Harper writes off Ontario
JOHN BARBER
November 22, 2007
Conventional wisdom says the Harper government has "written off Toronto." The recent Hazel McCallion eruption against Ottawa suggests the government might also have written off the whole seat-rich Golden Horseshoe. This week's performance by Conservative House Leader Peter Van Loan shows the government fully prepared to write off the entire province.
Mr. Van Loan's defence of Bill C-22, a brazenly anti-Ontario electoral gerrymander, was openly contemptuous of not only Premier Dalton McGuinty - who rightly complained about the bill - but virtually all Ontarians who failed to elect Conservatives in the last election.
The content of the new bill helps explain why the government feels so confident in behaviour that might seem reckless: It deliberately targets and saps the voting power of the same constituents the government is most willing to "write off." Thus the Tories will pay the political price of their coup in devalued dollars.
They can afford to behave as if we don't matter because, once Bill C-22 and other mooted reforms come to fruition, we won't.

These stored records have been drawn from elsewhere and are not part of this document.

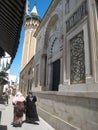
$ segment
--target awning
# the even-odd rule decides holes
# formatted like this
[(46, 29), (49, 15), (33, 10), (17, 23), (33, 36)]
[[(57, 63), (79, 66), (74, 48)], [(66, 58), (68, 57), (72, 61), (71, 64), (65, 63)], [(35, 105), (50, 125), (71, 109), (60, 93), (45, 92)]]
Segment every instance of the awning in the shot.
[(14, 59), (21, 33), (26, 0), (0, 0), (0, 47)]

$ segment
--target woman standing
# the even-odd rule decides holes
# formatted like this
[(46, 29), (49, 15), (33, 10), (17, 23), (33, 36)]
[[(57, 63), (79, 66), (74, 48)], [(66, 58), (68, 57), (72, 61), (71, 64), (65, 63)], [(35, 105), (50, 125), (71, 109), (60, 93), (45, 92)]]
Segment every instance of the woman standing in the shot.
[(22, 93), (18, 92), (13, 101), (14, 105), (14, 118), (13, 118), (13, 126), (14, 127), (21, 127), (22, 126), (22, 119), (23, 113), (25, 110), (25, 98), (23, 97)]
[(37, 110), (36, 110), (36, 96), (30, 91), (26, 97), (26, 122), (36, 123), (39, 121)]

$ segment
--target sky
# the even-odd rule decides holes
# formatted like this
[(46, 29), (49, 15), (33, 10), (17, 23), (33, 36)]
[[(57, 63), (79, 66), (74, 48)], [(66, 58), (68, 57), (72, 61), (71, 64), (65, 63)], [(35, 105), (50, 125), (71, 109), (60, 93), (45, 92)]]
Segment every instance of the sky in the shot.
[[(41, 18), (44, 17), (50, 3), (52, 0), (36, 0), (36, 8), (38, 14)], [(29, 10), (31, 11), (34, 7), (34, 0), (29, 0)], [(23, 42), (24, 42), (24, 27), (22, 26), (19, 46), (17, 49), (16, 56), (11, 64), (10, 74), (19, 76), (20, 69), (21, 69), (21, 59), (22, 59), (22, 49), (23, 49)]]

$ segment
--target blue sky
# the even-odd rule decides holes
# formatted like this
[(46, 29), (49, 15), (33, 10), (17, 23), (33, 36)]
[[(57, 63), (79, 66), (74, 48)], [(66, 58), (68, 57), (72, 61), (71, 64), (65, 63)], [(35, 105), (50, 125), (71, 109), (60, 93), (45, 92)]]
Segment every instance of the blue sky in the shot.
[[(51, 0), (36, 0), (37, 11), (41, 18), (43, 18), (50, 3), (51, 3)], [(34, 0), (29, 0), (30, 11), (32, 10), (33, 6), (34, 6)], [(10, 68), (10, 74), (12, 75), (19, 76), (19, 73), (20, 73), (23, 41), (24, 41), (24, 28), (22, 27), (18, 50)]]

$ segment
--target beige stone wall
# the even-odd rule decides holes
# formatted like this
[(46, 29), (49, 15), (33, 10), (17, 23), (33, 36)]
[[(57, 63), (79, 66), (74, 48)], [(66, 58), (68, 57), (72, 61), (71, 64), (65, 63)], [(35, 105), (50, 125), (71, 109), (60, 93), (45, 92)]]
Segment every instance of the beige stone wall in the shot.
[(98, 93), (40, 92), (39, 115), (56, 130), (97, 130)]
[[(30, 76), (31, 75), (31, 76)], [(34, 87), (34, 57), (28, 62), (25, 68), (20, 72), (19, 90), (27, 95), (28, 90)]]

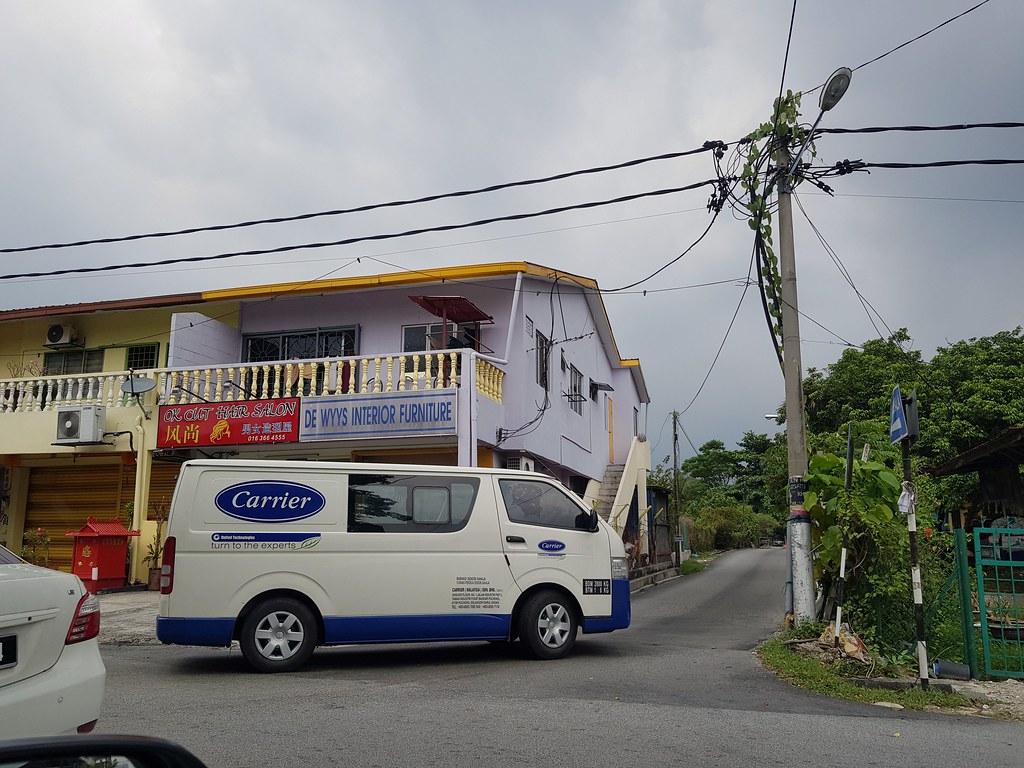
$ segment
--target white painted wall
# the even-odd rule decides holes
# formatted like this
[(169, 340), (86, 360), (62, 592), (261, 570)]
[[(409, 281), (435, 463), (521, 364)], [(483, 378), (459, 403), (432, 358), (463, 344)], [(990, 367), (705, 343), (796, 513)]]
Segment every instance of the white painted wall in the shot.
[(241, 349), (242, 336), (237, 328), (200, 312), (171, 315), (168, 368), (222, 366), (238, 360)]

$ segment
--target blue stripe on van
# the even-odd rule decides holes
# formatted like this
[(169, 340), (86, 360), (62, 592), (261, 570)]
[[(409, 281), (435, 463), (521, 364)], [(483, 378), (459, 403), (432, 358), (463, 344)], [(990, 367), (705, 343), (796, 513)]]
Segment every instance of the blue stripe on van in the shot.
[(327, 616), (325, 644), (504, 640), (512, 617), (493, 613), (421, 616)]
[(168, 618), (157, 616), (157, 639), (174, 645), (231, 644), (233, 618)]
[(630, 580), (611, 580), (611, 615), (603, 618), (585, 618), (583, 632), (593, 635), (598, 632), (614, 632), (625, 630), (630, 626), (632, 611), (630, 608)]

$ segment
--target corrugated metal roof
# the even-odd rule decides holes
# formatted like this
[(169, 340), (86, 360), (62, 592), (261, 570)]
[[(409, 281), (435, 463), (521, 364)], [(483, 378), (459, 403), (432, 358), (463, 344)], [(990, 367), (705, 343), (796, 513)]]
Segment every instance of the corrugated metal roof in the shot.
[(86, 519), (85, 525), (80, 530), (69, 530), (66, 536), (94, 538), (100, 536), (138, 536), (137, 530), (128, 530), (121, 520), (95, 520), (91, 517)]

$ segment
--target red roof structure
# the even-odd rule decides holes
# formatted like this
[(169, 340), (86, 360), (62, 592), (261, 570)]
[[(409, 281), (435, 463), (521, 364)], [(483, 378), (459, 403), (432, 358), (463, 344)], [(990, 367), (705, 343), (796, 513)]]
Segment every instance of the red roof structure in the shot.
[(98, 539), (101, 536), (138, 536), (137, 530), (128, 530), (121, 520), (93, 520), (89, 517), (81, 530), (69, 530), (65, 536)]

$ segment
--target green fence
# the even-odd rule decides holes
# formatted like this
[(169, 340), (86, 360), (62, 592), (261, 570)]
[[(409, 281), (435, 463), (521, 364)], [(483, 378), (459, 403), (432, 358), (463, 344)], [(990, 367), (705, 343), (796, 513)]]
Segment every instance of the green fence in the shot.
[(985, 674), (1024, 678), (1024, 528), (975, 528)]
[[(961, 609), (961, 584), (952, 537), (934, 539), (919, 536), (921, 589), (925, 608), (925, 638), (929, 658), (967, 663)], [(887, 656), (915, 653), (918, 634), (914, 623), (913, 591), (909, 560), (879, 558), (872, 568), (883, 582), (897, 589), (872, 601), (867, 633), (876, 650)], [(971, 599), (970, 589), (967, 595)]]

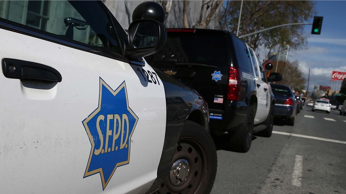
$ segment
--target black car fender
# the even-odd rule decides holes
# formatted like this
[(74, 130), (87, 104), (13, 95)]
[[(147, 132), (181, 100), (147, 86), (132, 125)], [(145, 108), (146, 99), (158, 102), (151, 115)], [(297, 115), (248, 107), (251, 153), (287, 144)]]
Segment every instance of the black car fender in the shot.
[(161, 79), (166, 95), (166, 119), (165, 140), (157, 176), (146, 193), (154, 192), (169, 173), (171, 162), (186, 120), (194, 122), (208, 129), (207, 106), (200, 95), (193, 89), (162, 71), (154, 69)]

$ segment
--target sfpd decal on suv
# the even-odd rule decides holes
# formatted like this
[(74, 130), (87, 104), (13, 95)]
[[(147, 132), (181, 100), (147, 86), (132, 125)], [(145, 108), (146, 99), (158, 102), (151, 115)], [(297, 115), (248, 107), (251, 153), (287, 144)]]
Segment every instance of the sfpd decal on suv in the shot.
[(214, 73), (211, 74), (211, 76), (213, 76), (211, 79), (213, 79), (215, 80), (215, 81), (217, 81), (221, 80), (221, 77), (222, 77), (222, 75), (220, 72), (220, 71), (214, 71)]
[(129, 163), (138, 119), (129, 106), (125, 81), (113, 90), (100, 78), (98, 106), (83, 121), (91, 144), (83, 178), (99, 173), (104, 190), (117, 168)]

There is no reason to plumb the shallows of Mr. Van Loan's argument that one-person, one-vote is a sacred principle universally applicable everywhere except in Ontario, which history demands be cheated - and that Mr. McGuinty is a "small man" for objecting to such treatment.
"That's unfair, and there's no way to justify it," the Premier replied.
He's right, end of discussion.
To get some perspective, imagine any federal government treating Quebec the same way, in policy or insults. The only thing that makes treating Ontario that way possible is the fact that so many other Canadians, especially Quebeckers, support it.
They may differ on how best to accomplish the task, but Canadians from every other region agree that the purpose of democratic reform is to suppress the influence of Ontario. Even the Supreme Court has blessed the most corrupt gerrymandering in that cause.
The result, according to Professor Sujit Choudhry of the University of Toronto, is a gaping mismatch between demographic reality and political representation.
In a paper last year, Prof. Choudhry argued that visible-minority Canadians were the biggest losers in the national game of urban vote dilution, which had created an apartheid-like image of the electoral franchise. The good news is that Bill C-22 will fix that for non-white and urban Canadians living in British Columbia and Alberta. But the target remains, intensified, and it is us: the country's most populous, ethnically diverse and, in absolute terms, fastest growing urban region.
The province estimates 11 new ridings would appear in Ontario if it were to achieve parity with the western provinces. Almost all of the new seats would go to the 905. In terms of numbers at least, the city region could not fail to be seen, felt and known in Ottawa.
To understand how strong an impact one-person, one-vote could have on Canadian politics, consider the extraordinary efforts taken to pervert the formula. The Conservatives aren't even trying to justify their bias, content to substitute insults for argument. They know the Liberals, fearing a Quebec backlash, will let them get away with it.
Prof. Choudhry applauds Mr. McGuinty for daring to be the small man out. "The province has twigged to the fact that ultimately the distribution of power in the House of Commons directs the shape of public policy," he said, adding that Mr. McGuinty is the first Ontario premier in memory to embrace the cause.
Then again, the discrimination has never been more outrageous.